Stable Isotope Mixing Models in R with simmr

Introduction

simmr is a package designed to solve mixing equations for stable isotopic data within a Bayesian framework. This guide is designed to get researchers up and running with the package as quickly as possible. No expertise is required in the use of R.

simmr is designed as an upgrade to the SIAR package and contains many of the same features. This new version contains a slightly more sophisticated mixing model, a simpler user interface, and more advanced plotting features. The key differences between SIAR and simmr are:

We assume that you have a sound working knowledge of stable isotopic mixing models, and the assumptions and potential pitfalls associated with these models. A list of required reading is presented in Appendix A of this guide. We strongly recommend that all users read these papers.

We assume that if you have got this far you have installed R. We also recommend installing Rstudio as this provides a very neat interface to use R and simmr. The instructions below all assume you are using Rstudio.

Installation of the simmr package

The simmr package uses the JAGS (Just Another Gibbs Sampler) programmer to run the stable isotope mixing model. Before you install simmr, visit the JAGS website and download and install JAGS for your operating system.

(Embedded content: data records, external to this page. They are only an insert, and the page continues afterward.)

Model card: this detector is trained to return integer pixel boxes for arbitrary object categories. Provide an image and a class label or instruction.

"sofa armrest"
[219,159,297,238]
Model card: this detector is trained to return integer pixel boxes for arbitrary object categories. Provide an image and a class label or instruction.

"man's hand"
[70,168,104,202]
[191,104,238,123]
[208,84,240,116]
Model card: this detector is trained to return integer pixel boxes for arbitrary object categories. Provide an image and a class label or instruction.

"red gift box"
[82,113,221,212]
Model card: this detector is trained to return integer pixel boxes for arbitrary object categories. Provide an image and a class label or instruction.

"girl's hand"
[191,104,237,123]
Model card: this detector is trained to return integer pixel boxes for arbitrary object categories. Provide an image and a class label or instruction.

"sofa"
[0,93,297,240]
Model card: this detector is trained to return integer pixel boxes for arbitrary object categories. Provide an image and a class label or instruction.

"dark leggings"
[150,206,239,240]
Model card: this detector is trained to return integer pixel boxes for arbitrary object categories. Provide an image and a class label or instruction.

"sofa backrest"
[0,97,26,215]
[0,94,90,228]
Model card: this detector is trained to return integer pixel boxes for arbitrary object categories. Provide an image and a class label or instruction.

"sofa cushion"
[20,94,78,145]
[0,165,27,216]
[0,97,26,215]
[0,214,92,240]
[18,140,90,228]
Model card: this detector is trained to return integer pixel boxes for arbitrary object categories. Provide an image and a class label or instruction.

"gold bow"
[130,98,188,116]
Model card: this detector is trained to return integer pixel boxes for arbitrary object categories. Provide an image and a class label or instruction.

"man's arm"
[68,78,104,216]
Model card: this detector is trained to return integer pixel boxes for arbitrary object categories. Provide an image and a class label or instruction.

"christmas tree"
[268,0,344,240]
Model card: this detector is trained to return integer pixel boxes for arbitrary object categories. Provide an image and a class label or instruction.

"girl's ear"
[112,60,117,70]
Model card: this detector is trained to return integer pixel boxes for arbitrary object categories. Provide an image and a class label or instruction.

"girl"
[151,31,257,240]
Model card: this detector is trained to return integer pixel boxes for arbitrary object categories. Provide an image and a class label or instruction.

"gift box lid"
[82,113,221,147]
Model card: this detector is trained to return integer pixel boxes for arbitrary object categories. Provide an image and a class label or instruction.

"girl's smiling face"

Next, start Rstudio and find the window with the command prompt (the symbol >). Type

install.packages('simmr')

It may ask you to pick your nearest CRAN mirror (the nearest site which hosts R packages). You will then see some activity on the screen as the simmr package and the other packages it uses are downloaded. The final line should then read:

package 'simmr' successfully unpacked and MD5 sums checked

You then need to load the package. Type

library(simmr)

This will load the simmr package and all the associated packages. You’ll need to type the library(simmr) command every time you start R. If you haven't installed JAGS properly you will be informed at this point.

Running simmr

Before getting started there are a couple of points to consider.

Working with scripts

The best way to use the simmr package is by creating scripts. A script can be created in Rstudio by clicking File > New File > Rscript. This opens a text window which allows commands to be typed in order and saved. The command can be sent to the command prompt (which Rstudio calls the Console) by highlighting the command and clicking Run (or going to Code > Run Lines). There are also keyboard shortcuts to speed up the process. We strongly recommend you learn to run R via scripts.

Data Structure.

Are you interested in determining the source proportions based on single or multiple data points? In most analyses you will most likely require some sort of grouping variable. The different groups could represent for example:

Structure of the input files

The general structure for running simmr is as follows:

1 Call simmr_load on the data to get it into the right format 2 Plot the data in isotope space ('iso-space') using plot 3 Run the mixing model with simmr_mcmc 4 Explore the results with plot and summary

Step 1: Getting the data into simmr

simmr requires at minimum 3 input objects; the consumers or mixtures, the source means, and the source standard deviations. Optionally, you can also add correction data (also called trophic enrichment factors, TEFs) represented again as means and standard deviations, and concentration dependence values. __The easiest way to get these objects into simmr is to create an Excel or similar file creating data and then copying it across as in the following example:

mix = matrix(c(-10.13, -10.72, -11.39, -11.18, -10.81, -10.7, -10.54, 
-10.48, -9.93, -9.37, 11.59, 11.01, 10.59, 10.97, 11.52, 11.89, 
11.73, 10.89, 11.05, 12.3), ncol=2, nrow=10)
colnames(mix) = c('d13C','d15N')
s_names=c('Source A','Source B','Source C','Source D')
s_means = matrix(c(-14, -15.1, -11.03, -14.44, 3.06, 7.05, 13.72, 5.96), ncol=2, nrow=4)
s_sds = matrix(c(0.48, 0.38, 0.48, 0.43, 0.46, 0.39, 0.42, 0.48), ncol=2, nrow=4)
c_means = matrix(c(2.63, 1.59, 3.41, 3.04, 3.28, 2.34, 2.14, 2.36), ncol=2, nrow=4)
c_sds = matrix(c(0.41, 0.44, 0.34, 0.46, 0.46, 0.48, 0.46, 0.66), ncol=2, nrow=4)
conc = matrix(c(0.02, 0.1, 0.12, 0.04, 0.02, 0.1, 0.09, 0.05), ncol=2, nrow=4)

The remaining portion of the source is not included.